During the time he was abbot (1993-2000), Timothy was a member of the board of directors of the Collegeville Institute where I was executive director, so he was one of my bosses.

Abbot Timothy demonstrated an ability I’ve noted in many monastic leaders, one that I suspect they learn from living according to the Rule of Benedict: the capacity to see the world in both wide-angle and telephoto simultaneously.

Benedict knew, already back in the 6th century, that you’ve got to pay attention to daily stuff while concerned about long-term matters — in his case, the salvation of souls.

Any institution that has been around for 1,500 years will have accumulated some wisdom about sustainability and resilience and making it through hard times.

Abbot Timothy was in charge during a particularly dark hour in St. John’s history. He led the way in openness about the sexual abuse scandal, and helped to found the Interfaith Sexual Trauma Institute for open dialogue between both victims and perpetrators.

At the same time, he was also thinking globally, and inspired the whole Benedictine Order to add to the
celebration of its ancient origins in the West a focus on its potential future in the East. He was especially
interested in monastic communities in Japan, Taiwan, the Philippines, Australia and China.

At a time when “reaching across the aisle” is an ideal more talked about than practiced, Abbot Timothy was in dialogue with the Dalai Lama and was an advisory board member of the Academy for Spiritual Formation of the United Methodist Church.

I once heard Abbot Timothy reminisce about his early days in the monastery. It was close to the time when his application for membership would be voted on. “I kind of wanted it, but it was as if a boulder was coming down on me that would crush me.” He went to the novice master, who listened carefully — “I don’t know what he said, but my image afterward was that I went in with a huge boulder and he saw this huge balloon that required only a pinprick to burst. He put me in the context of the whole community that was supporting us in whatever our problems were.”

Maybe you’ve already figured out how this will segue into observations on the opportunity we have Tuesday to chart our community’s course by choosing our public officials.

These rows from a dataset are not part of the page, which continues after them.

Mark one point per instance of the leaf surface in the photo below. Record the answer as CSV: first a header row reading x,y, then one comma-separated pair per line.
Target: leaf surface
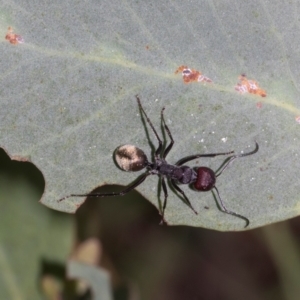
x,y
68,98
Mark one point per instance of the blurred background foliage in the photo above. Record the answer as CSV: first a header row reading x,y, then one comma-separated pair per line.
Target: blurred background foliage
x,y
145,260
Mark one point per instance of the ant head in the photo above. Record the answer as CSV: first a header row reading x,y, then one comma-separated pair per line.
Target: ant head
x,y
206,179
130,158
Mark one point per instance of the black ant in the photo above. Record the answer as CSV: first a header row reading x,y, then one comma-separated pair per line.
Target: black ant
x,y
131,158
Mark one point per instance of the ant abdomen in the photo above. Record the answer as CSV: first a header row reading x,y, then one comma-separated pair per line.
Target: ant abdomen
x,y
206,179
130,158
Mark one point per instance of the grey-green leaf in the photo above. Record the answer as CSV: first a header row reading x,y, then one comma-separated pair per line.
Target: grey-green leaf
x,y
67,98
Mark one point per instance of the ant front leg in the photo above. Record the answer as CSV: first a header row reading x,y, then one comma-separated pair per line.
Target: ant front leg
x,y
164,186
232,158
167,150
159,148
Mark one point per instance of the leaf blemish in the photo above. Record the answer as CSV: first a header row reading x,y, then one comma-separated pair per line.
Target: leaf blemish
x,y
191,75
13,38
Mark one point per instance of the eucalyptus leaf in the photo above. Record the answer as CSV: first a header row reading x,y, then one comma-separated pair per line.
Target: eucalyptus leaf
x,y
68,98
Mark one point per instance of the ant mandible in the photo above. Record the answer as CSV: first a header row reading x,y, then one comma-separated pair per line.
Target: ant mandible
x,y
131,158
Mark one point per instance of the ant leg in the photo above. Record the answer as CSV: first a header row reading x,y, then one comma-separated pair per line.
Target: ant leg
x,y
230,159
125,191
186,200
191,157
225,210
164,186
167,150
159,148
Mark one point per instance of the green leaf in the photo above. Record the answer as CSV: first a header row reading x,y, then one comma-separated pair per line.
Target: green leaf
x,y
34,241
68,98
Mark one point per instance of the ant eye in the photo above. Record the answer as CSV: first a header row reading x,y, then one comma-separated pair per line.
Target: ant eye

The problems before us as a state and nation are daunting, and we need leaders who, like Abbot Timothy, will be honest with us about how tough it is going to be to solve them and who won’t duck them.

Be skeptical when someone gives you an answer they had arrived at before studying the issue from
multiple angles. As Abbot Timothy liked to remind people, the first word of the Rule of Benedict is “Listen.”

While kicking the can down the road is fun for kids, adults should not play that game with state budget
shortfalls — “We’ll fix it in the next biennium — or some biennium down the road.”

Look for leaders who, like Abbot Timothy, have a fresh and compelling vision that helps them determine what to do now. We can’t predict the future, but we can get ready for it.

“Reaching across the aisle” was not for Abbot Timothy an add-on, or even a strategy. It was an expression of his identity. Look for leaders for whom it is similarly natural.

Finally, remember, with Abbot Timothy’s novice master, that a whole community supporting all its members — not enabled but empowered — can turn boulders into balloons.